When I was a junior in high-school, adults asked me what I wanted to do for a living. I spent my free time making music and programming computer games but my parents were not satisfied with either of these activities as career aspirations.

Programming, according to the wisdom of 1998, would soon to be outsourced to countries with emerging economies like India, China and Russia. Programing was a poor choice of profession for someone living in the United States.

“It really is mundane,” a teacher told me. “You could be someone that manages developers, but you don’t want to actually be writing code.”

I want to believe this attitude toward programming has changed, but in my career I’ve still found people who believe the value of a manager is always greater than the value of a programmer. This misunderstanding begins when one equates management with leadership and programming with grunt work. On top of this, I hear proclamations that the field of programming is nearing an inevitable demise.

In this series of posts I’ll describe the nature of computer programming to people that have an interest in it, but not extensive experience. I’ll explain why programming will not be cheaply outsourced, automated away, or suddenly become obsolete. I’ll argue that Programmer can be a leveraged position in a company.

Programming in Plain English

Throughout its short history, people tried to eliminate programming by changing the esoteric code used for programming. Instead of programming in Java, C++, Fortran, or Python why don’t we program in English?

Programming languages are not intended to obscure what programmers are doing. They are earnest attempts to let humans express solutions as clearly as possible. If programmers could program effectively in in their spoken languages they would. Unfortunately, spoken language is too verbose and ambiguous to effectively describe technical problems.

Here is a programming expression in COBOL, a language designed to read like English:


That seems fine. Here is that expression in Ruby, C, Java, Python, and many other languages. This is also a valid expression in COBOL:

x > y

You probably already understand that code because you likely have some experience with math notation. Mathematicians also uses symbolic language to express problems and solutions.

Here is a math problem expressed in English.

Take one and two and add them together. Now take ten and subtract eight from it. Take the first result from adding one and two and multiply it by the second result that you got from subtracting ten from eight.

Now here is that same problem in many programming languages:

(1 + 2) * (10 - 8)

Even simple problems can be awkward to express in English. Imagine needing to read a page of text to understand something that a programmer could quickly understand by reading just a few lines of code. Programming languages are better suited for solving problems with logic and data than English.
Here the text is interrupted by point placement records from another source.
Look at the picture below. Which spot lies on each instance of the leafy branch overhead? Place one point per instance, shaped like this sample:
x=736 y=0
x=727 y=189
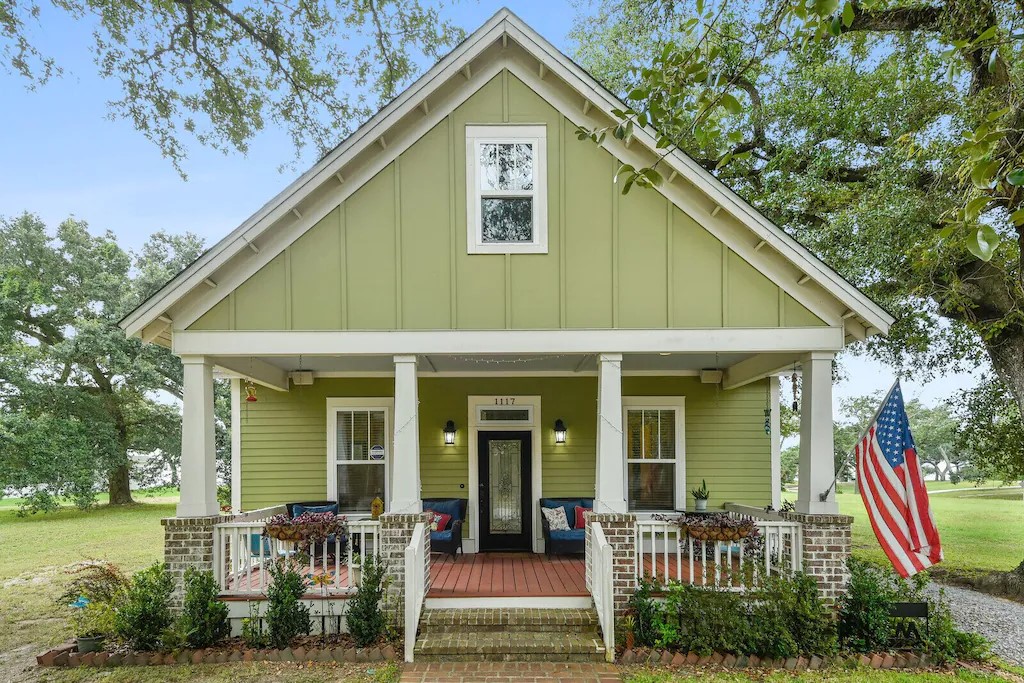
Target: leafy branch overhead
x=219 y=73
x=884 y=134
This is why they exist.

Programming With Visual Tools

Another argument for the demise of programming is that an easy-to-use visual tool will make the job simple enough for everyone to do, eliminating programming as a profession.

Modern programmers already use many visual tools as they program. They have tests that show alerts when something is wrong. They have text editors that complete code for them and have sophisticated ways of showing errors as they type. There are tools like Xcode and Visual Studio Code that have drag and drop interfaces. Look at a programmer’s screen as they work and you’ll see colors, signals, shapes, and diagrams giving them information.
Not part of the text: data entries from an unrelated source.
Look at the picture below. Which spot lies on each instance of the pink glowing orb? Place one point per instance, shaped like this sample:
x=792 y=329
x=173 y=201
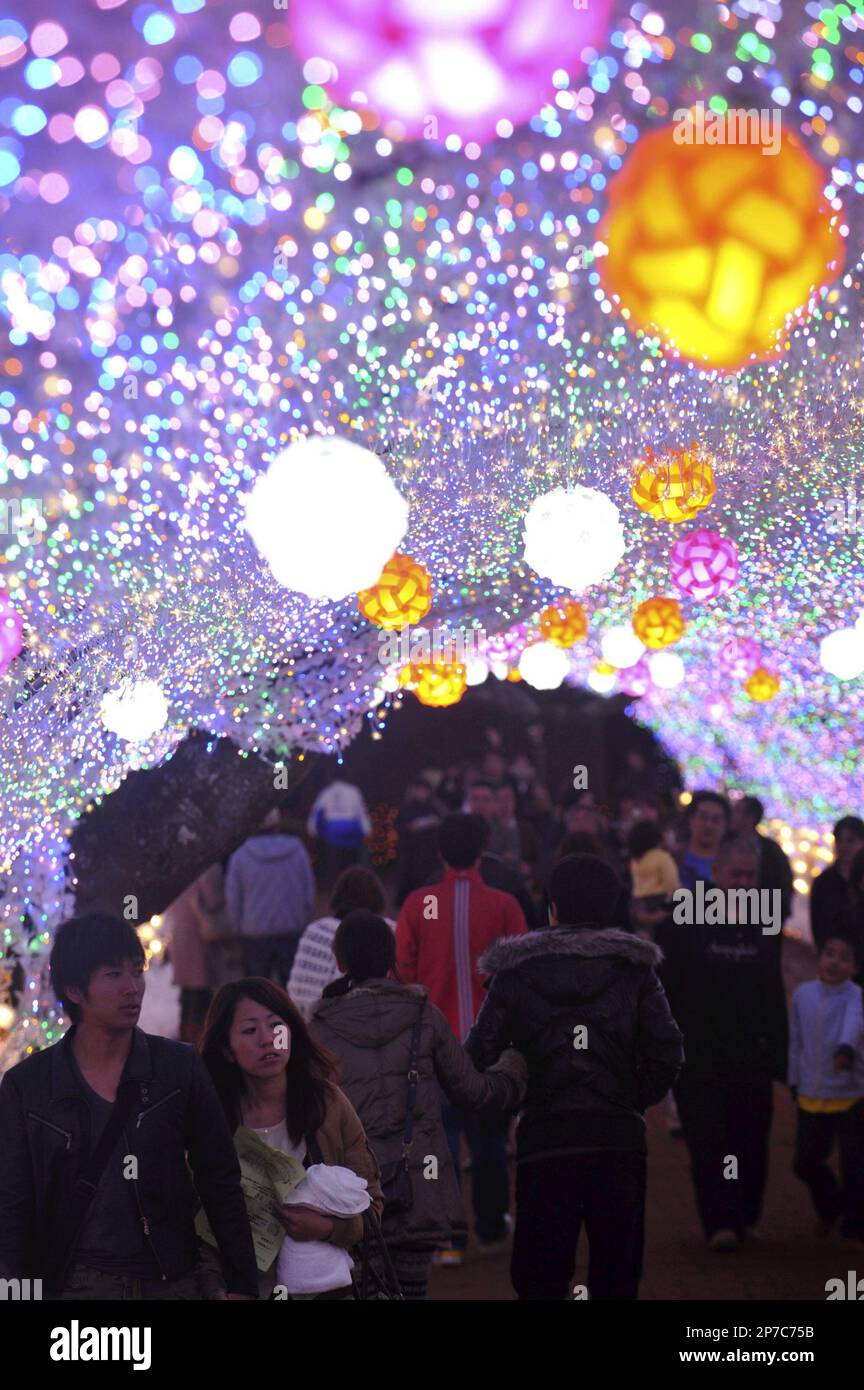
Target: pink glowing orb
x=704 y=565
x=447 y=67
x=739 y=656
x=11 y=628
x=635 y=680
Programming is not challenging because of archaic tools. Rather, programmers have some of the most sophisticated tools that you’ll find. User interfaces that primarily rely on a mouse or finger for input can be easier to use because the input that a user can provide at any time is constrained. If you see a box that says “Save or Delete?” with two buttons, you know exactly what you can do. When programming there are no practical limits on what the developer is allowed to do at any given moment. Similarly, when composing an email, users could write messages by scrolling through a list of possible words and choosing them one at a time, but it’s well worth their time to learn to type instead.
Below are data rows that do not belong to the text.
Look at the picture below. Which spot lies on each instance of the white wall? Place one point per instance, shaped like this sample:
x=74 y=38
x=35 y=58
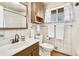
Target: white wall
x=10 y=34
x=62 y=45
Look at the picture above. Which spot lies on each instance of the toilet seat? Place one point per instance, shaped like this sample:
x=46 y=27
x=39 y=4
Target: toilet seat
x=47 y=46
We have created programming interfaces for casual users – most notably spreadsheet programs like Excel. With a little training, a user can transform data in interesting ways and create user interfaces.

A single spreadsheet user can perform the work of a thousand or more that lack the same tool. However, to continue tackling bigger problems users must spend years learning learning to use pivot tables, formulas, and eventually the VBA programming language. Although spreadsheet applications are optimized for simple use cases, advanced users can program with them.

How programmers input their ideas into a computer is completely incidental to the task of programming. Most programmers type and use mouses. A programmer with hand disabilities may use their feet to augment their input or use an application that can translate voice into text. No form of input is any more or less emblematic of programming.

If you want some thoughtful discussion about the future of human-computer interaction for programmers I suggest you read and watch the work of Bret Victor. Specifically Seeing Spaces is relevant to this discussion. But no matter what medium we use to build programs, it is the ideas and logic that we describe – not the medium – that have value.

Typing words into a computer is as incidental to programming as talking on the phone is for a CEO. Neither activity defines the job.